Metabolic syndrome is a condition characterized by the presence of at least three metabolic abnormalities, including central obesity, high blood pressure, and impaired glucose and lipid metabolism, that are risk factors for cardiovascular disease, according to a release.

“With approximately one-third of American adults meeting the criteria for metabolic syndrome, which includes risk factors for cardiovascular disease, there is a growing need to address this health issue,” said Gregory Miller, Ph.D., president of the U.S.-based Dairy Research Institute™ and executive vice president of the National Dairy Council®. “The findings in this study indicate that a diet including dairy could be part of the solution to help maintain metabolic health and reduce incidence of type 2 diabetes or impaired fasting glucose.”

The study examined Data from the Epidemiological Study on the Insulin Resistance Syndrome (DESIR), a nine-year prospective study that surveyed 3,435 individuals in France using a food frequency questionnaire at baseline and after three years. The authors examined dietary intake of three categories: dairy products excluding cheese, cheese specifically and overall calcium density of the diet. The results were adjusted to exclude confounding variables, including body mass index (BMI).

The authors found:

Consumption of dairy products, including cheese alone, and the calcium density of the diet were associated with lower incidence of metabolic syndrome, a lower nine-year diastolic blood pressure and lower BMI gain over time.

The consumption of dairy products other than cheese and the calcium density of the diet were associated with reduced incidence of type 2 diabetes or impaired fasting glucose.

Higher cheese intake and the calcium density of the diet were associated with lower triglyceride levels and a lower nine-year increase in waist circumference.

Understanding the benefits of dairy products on metabolic syndrome, type 2 diabetes, and other risk factors for cardiovascular disease may provide an opportunity to help reduce the health-related and economic burdens associated with these conditions.

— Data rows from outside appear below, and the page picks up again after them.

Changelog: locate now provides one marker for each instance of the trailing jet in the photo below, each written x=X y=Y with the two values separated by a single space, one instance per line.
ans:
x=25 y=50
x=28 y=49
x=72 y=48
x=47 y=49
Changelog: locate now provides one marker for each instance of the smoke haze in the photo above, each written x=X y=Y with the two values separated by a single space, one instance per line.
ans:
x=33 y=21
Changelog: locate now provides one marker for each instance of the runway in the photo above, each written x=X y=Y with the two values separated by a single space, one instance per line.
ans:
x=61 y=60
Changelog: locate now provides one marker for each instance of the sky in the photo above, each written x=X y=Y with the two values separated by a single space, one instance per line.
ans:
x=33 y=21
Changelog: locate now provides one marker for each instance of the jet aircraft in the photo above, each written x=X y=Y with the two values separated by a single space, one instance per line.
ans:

Dairy products supply key nutrients to the diet that may favorably affect blood pressure, including calcium, potassium, magnesium and vitamin D. Another recent research study also demonstrated that the nutrient combination of calcium and milkfat present in dairy may play a role in reducing fat absorption and may help maintain good cholesterol while minimizing any increase in bad cholesterol.

The study, published online in the February issue of the British Journal of Nutrition reinforced findings published in the 2010 Dietary Guidelines Advisory Committee report indicating that “bioactive components that alter serum lipid levels may be contained in milkfat.”

“We know there are many adults today concerned about their fat intake, cholesterol levels and heart disease risk,” Miller said. “We believe today’s research underscores the importance of dairy as a good daily source of calcium, protein and other nutrients while mitigating the possible impact on blood cholesterol.”

The potential beneficial effect of dairy products and dairy ingredients on metabolic syndrome and obesity-related chronic diseases is a priority research area for the dairy industry and the Dairy Research Institute. Ongoing research has focused on identifying and purifying dairy-derived proteins with health promoting properties to help meet the needs of many consumer groups, said Bill Graves, senior vice president, Product Research, Dairy Research Institute.

“We believe these proteins will be part of the next generation of dairy-based products that will excite health-conscious consumers,” Graves said. “More research on the role of other dairy components, such as calcium and milk fat, on metabolic health is needed. We believe that the unique components of dairy could ignite new dairy-based product innovations to meet the needs of today’s consumers.”

 

From the May 9, 2011, Prepared Foods' Daily News.